If anyone needed convincing that the pandemic would turbo-charge sales at America’s largest tech firms and send profits soaring, this week’s quarterly results defied the doubters.
Apple, Microsoft and Google owner Alphabet have reported profits for the most recent three-month period of such stratospheric proportions they put the banks, entertainment firms and healthcare businesses in the shade. Facebook and Amazon are poised to report their own stellar performances before the weekend.
Alphabet doubled its profits from the same period last year. Microsoft reported a 21% increase in revenues and the Windows software maker took its stock market valuation to $2tn (£1.4tn), a figure that is now heading towards the UK’s annual income, or GDP, of $2.8tn.
With size comes power. Much of the focus recently has been on the use of tax havens by tech firms to avoid paying corporation tax on their super-profits.
A scheme put together by the Organisation for Economic Development & Cooperation (OECD) to make digital services companies pay a minimum 15% level of corporation tax is a welcome development.
It should be in place by 2023, though a final agreement later this year among the G20 countries and a wider group of more than 130 from every region is not set in stone after a rearguard action by low-tax countries including Ireland and Hungary.
What is less discussed is how the tech giants use their size and lobbying power to dominate markets and lock in high prices.
Economists in the US have fretted about the high cost of monopoly capitalism as it now manifests itself in the digital sphere.
US policymakers of every stripe have weighed up the benefits of hosting world beating corporations – ones that are in part successful because they enjoy a light-touch system of regulation – against the high cost of their dominance at home where consumers inevitably pay some sort of price for that corporate success.
In the twilight years of the Obama presidency, it seemed that political flag waving by Democrats and Republicans for Silicon Valley might be over. That was until China became Congress’s chief enemy and it was clear the Russians were using cyberwarfare as a political weapon.
These days the large digital firms seem to have the same kind of power as cold war defence contractors, which could name their price when asked to provide sophisticated support to government departments.
The EU has made clear that anti-trust laws – ones that seek to restrict monopoly power and promote the rights of consumers – come first during long battles with Microsoft and Google. In April, the European Commission accused its latest target Apple of gouging app developers by charging a 30% fee for selling through its online store, a fee it said was passed on to consumers in higher prices.
There were other monopolistic tactics, said the EU, including “a dominant position” in the distribution of music streaming apps.
Brexit means Britain could take a similar or even tougher stand. After all, consumers in the UK suffer the same higher prices as those in the EU and US.
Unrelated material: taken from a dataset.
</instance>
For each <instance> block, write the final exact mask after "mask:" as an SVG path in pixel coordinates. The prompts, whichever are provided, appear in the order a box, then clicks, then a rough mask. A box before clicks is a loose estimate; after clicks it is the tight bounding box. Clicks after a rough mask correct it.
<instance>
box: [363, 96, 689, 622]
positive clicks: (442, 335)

Earlier this month the government announced plans for a Digital Markets Unit that will “require large digital businesses to follow new rules of acceptable behaviour”. But it appears from the scope of the new watchdog that staff will be supplied with microscopes to watch for relatively minor breaches.
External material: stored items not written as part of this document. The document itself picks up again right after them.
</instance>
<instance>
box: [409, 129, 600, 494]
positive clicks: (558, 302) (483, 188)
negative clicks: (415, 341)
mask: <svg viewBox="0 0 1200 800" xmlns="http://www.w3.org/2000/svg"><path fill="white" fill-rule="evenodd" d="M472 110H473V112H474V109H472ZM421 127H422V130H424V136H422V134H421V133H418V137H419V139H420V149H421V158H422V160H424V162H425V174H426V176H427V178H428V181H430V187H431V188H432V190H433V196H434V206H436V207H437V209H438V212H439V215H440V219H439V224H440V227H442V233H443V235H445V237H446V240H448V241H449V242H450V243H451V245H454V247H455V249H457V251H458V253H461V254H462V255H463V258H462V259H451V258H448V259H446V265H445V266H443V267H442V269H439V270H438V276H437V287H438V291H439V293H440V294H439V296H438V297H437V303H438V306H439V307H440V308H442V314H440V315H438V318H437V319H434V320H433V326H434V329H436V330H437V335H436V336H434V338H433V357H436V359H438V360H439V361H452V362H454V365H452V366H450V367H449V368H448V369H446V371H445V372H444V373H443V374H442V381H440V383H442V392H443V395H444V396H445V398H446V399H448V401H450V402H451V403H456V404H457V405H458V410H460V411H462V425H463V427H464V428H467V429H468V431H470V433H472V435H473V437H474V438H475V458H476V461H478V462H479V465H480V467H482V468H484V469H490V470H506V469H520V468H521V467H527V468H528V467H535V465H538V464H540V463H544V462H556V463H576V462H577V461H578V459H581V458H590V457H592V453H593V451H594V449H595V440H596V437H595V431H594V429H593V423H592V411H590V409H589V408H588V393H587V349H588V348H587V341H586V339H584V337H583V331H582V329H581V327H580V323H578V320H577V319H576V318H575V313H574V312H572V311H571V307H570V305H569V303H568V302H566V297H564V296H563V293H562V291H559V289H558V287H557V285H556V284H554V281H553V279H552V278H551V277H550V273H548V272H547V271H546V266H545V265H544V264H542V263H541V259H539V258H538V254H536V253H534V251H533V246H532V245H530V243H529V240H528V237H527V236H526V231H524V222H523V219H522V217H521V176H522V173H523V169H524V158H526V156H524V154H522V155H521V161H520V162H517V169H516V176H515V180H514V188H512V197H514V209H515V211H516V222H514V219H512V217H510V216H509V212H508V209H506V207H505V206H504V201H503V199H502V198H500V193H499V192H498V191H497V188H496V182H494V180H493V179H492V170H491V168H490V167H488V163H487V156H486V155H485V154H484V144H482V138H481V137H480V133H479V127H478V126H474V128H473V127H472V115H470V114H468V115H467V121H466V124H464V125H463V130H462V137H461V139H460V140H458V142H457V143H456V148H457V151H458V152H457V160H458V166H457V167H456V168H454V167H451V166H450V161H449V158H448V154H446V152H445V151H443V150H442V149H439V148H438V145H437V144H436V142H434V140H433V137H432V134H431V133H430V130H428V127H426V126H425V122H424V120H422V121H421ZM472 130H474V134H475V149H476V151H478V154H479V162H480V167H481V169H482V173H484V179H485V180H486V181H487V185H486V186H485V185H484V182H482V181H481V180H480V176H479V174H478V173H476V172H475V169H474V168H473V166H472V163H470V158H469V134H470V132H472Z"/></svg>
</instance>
Google and the rest will most likely continue to set the agenda, unencumbered by tough rules, except that is, in the EU.
Driving through Sheffield, it is difficult to miss the mammoth Sheffield Forgemasters factory. Sitting astride the river Don, the business has more than 200 years of history and still qualifies, despite its near demise and resurrection after the financial crash of 2008, as Britain’s last remaining independent steel business. The mill has survived, supporting 700 jobs, but without the cash needed to modernise its future was in doubt.
After much hand wringing, the business is to be bought by the MoD, which has decided that it needs a domestic manufacturer for the high-grade steel parts in nuclear submarines and other vital military kit.
It is a bold move for a Tory government and could be viewed as a rejection by Boris Johnson of the privatising zeal of his predecessors.
But the MoD says there is an aim to “eventually return the business to the private sector”. Johnson has, meanwhile, rejected nationalising the struggling Liberty Steel business despite owner Sanjeev Gupta putting two factories up for sale.
In truth, this nationalisation looks like a one-off.